[英]Is the numpy random generator biased?
The numpy.random.choice method can generate a random sample without replacement if different elements should have different probabilities. 如果不同的元素应该具有不同的概率,则numpy.random.choice方法可以生成一个随机样本而无需替换。 However, when I test it with 但是,当我用
import numpy
a = [0, 1, 2, 3, 4, 5]
p = [0.1, 0.3, 0.3, 0.1, 0.1, 0.1]
result = [0, 0, 0, 0, 0, 0]
N = 1000000
k = 3
for i in range(0, N):
temp = numpy.random.choice(a, k, False, p)
for j in temp:
result[j] += 1
for i in range(0, 6):
result[i] /= (N * k)
print(result)
the second and third elements only show up 25% of the time which is off by a lot. 第二个和第三个元素只显示25%的时间,这相差很大。 I tried different probability distributions (eg, [0.1, 0.2, 0.3, 0.1, 0.1, 0.2]) and every time the result didn't match the expectation. 我尝试了不同的概率分布(例如[0.1、0.2、0.3、0.1、0.1、0.2]),并且每次结果都不符合预期时。 Is there an issue with my code or is numpy really that inaccurate? 我的代码有问题吗?还是numpy确实不正确?

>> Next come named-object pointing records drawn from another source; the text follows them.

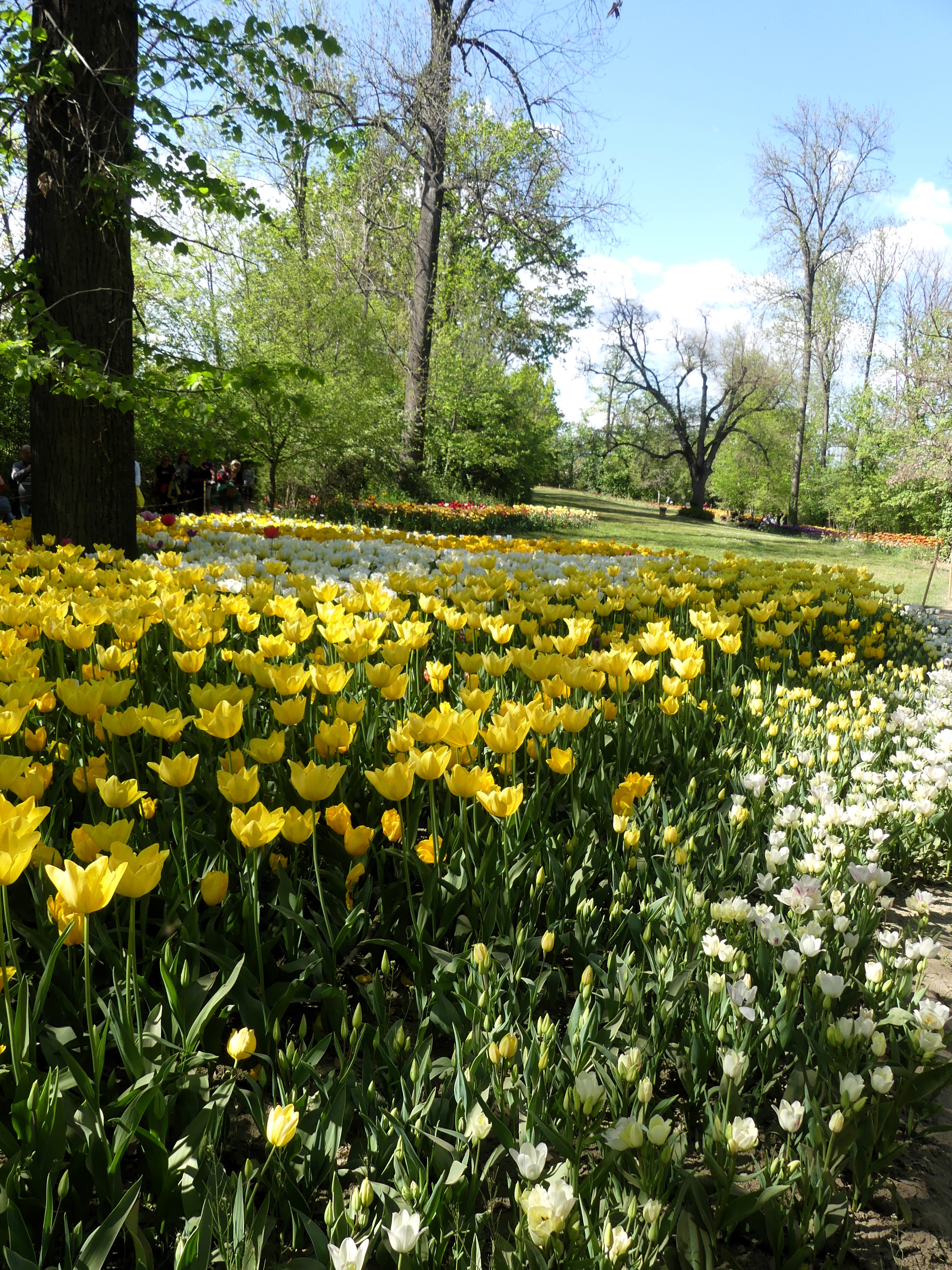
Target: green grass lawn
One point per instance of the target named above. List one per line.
(625, 521)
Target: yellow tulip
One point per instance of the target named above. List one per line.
(351, 712)
(89, 840)
(333, 739)
(243, 1045)
(239, 787)
(574, 721)
(224, 722)
(142, 872)
(432, 764)
(282, 1126)
(15, 862)
(164, 725)
(192, 661)
(215, 887)
(397, 692)
(477, 700)
(392, 825)
(258, 826)
(507, 736)
(122, 725)
(357, 840)
(268, 750)
(67, 918)
(331, 680)
(89, 890)
(114, 660)
(351, 883)
(393, 783)
(502, 803)
(315, 783)
(464, 783)
(177, 772)
(299, 826)
(338, 819)
(12, 768)
(119, 794)
(81, 698)
(425, 850)
(289, 713)
(232, 761)
(562, 761)
(45, 855)
(84, 779)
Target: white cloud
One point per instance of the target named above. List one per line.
(926, 203)
(677, 294)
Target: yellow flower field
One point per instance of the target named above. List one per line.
(564, 874)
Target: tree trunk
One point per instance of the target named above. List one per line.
(699, 487)
(804, 399)
(79, 145)
(435, 104)
(871, 345)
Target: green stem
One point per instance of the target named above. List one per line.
(87, 924)
(257, 858)
(135, 972)
(10, 928)
(185, 840)
(15, 1056)
(318, 877)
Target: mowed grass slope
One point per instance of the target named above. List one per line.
(626, 521)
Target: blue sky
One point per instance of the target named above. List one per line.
(694, 84)
(681, 107)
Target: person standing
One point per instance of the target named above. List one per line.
(21, 479)
(166, 486)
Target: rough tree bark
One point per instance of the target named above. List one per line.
(435, 112)
(79, 144)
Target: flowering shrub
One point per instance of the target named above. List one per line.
(371, 900)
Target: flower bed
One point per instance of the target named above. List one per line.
(442, 518)
(458, 900)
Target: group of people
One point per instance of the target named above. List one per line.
(205, 486)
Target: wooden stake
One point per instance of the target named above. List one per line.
(935, 562)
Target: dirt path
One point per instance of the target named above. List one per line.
(923, 1177)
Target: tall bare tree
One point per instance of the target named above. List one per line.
(833, 308)
(810, 184)
(404, 79)
(689, 401)
(878, 262)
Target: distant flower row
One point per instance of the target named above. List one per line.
(433, 518)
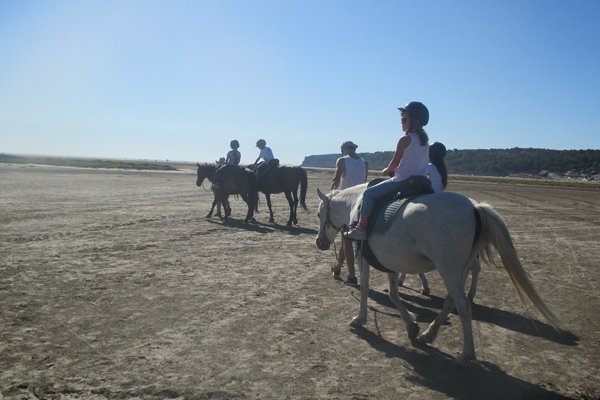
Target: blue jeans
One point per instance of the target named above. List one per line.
(376, 192)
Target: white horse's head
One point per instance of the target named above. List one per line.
(328, 229)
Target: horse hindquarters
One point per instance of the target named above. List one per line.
(495, 232)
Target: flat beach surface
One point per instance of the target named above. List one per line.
(114, 285)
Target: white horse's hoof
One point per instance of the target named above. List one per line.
(357, 322)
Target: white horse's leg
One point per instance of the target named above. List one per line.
(411, 326)
(431, 332)
(451, 274)
(475, 270)
(401, 279)
(425, 290)
(365, 269)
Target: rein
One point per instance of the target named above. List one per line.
(329, 222)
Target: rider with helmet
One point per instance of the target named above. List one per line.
(267, 155)
(233, 158)
(410, 159)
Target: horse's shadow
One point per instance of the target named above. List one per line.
(292, 230)
(264, 228)
(430, 367)
(421, 306)
(238, 223)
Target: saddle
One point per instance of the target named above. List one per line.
(260, 172)
(385, 210)
(224, 173)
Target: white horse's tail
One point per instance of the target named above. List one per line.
(495, 232)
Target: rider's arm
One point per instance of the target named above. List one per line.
(340, 171)
(403, 143)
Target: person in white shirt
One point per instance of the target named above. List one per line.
(350, 170)
(267, 155)
(410, 159)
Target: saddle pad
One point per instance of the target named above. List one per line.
(387, 214)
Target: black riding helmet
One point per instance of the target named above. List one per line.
(437, 149)
(417, 110)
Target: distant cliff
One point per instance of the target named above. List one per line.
(493, 162)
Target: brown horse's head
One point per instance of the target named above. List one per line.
(205, 171)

Your understanding of the np.random.choice
function is wrong. 您对np.random.choice
函数的理解是错误的。 Specifically the replace=
option. 特别是replace=
选项。 The documentation suggests that replace=False
means that once an item has been chosen, it can't be chosen again. 该文档建议replace=False
表示一旦选择了一项,就不能再次选择它。 This can be shown by running 这可以通过运行来显示
for _ in range(100):
assert set(np.random.choice(np.arange(5), 5, replace=False)) == set(range(5))
and seeing no error is ever raised. 并没有发现任何错误。 The order changes, but all 5 values must be returned. 顺序更改,但是必须返回所有5个值。
Your current method is giving strange results because of this property. 由于该属性,您当前的方法给出了奇怪的结果。 Even though 1 and 2 have a 0.3 chance of appearing as the first item, they have a less than 0.3 chance of appearing as the second or third item because if they were the first item, they can't be a later item. 即使1和2出现在第一项中的机率是0.3,但它们出现在第二或第三项中的机率却小于0.3,因为如果它们是第一项,那么它们就不能成为后一项。
The solution is obviously to use replace=True
(or ignore, True
is the default) like so: 解决方案显然是使用replace=True
(或忽略,默认为True
),如下所示:
import numpy as np
a = [0, 1, 2, 3, 4, 5]
p = [0.1, 0.3, 0.3, 0.1, 0.1, 0.1]
n = 100_000
choices = np.random.choice(a, n, p=p)
values, counts = np.unique(choices, return_counts=True)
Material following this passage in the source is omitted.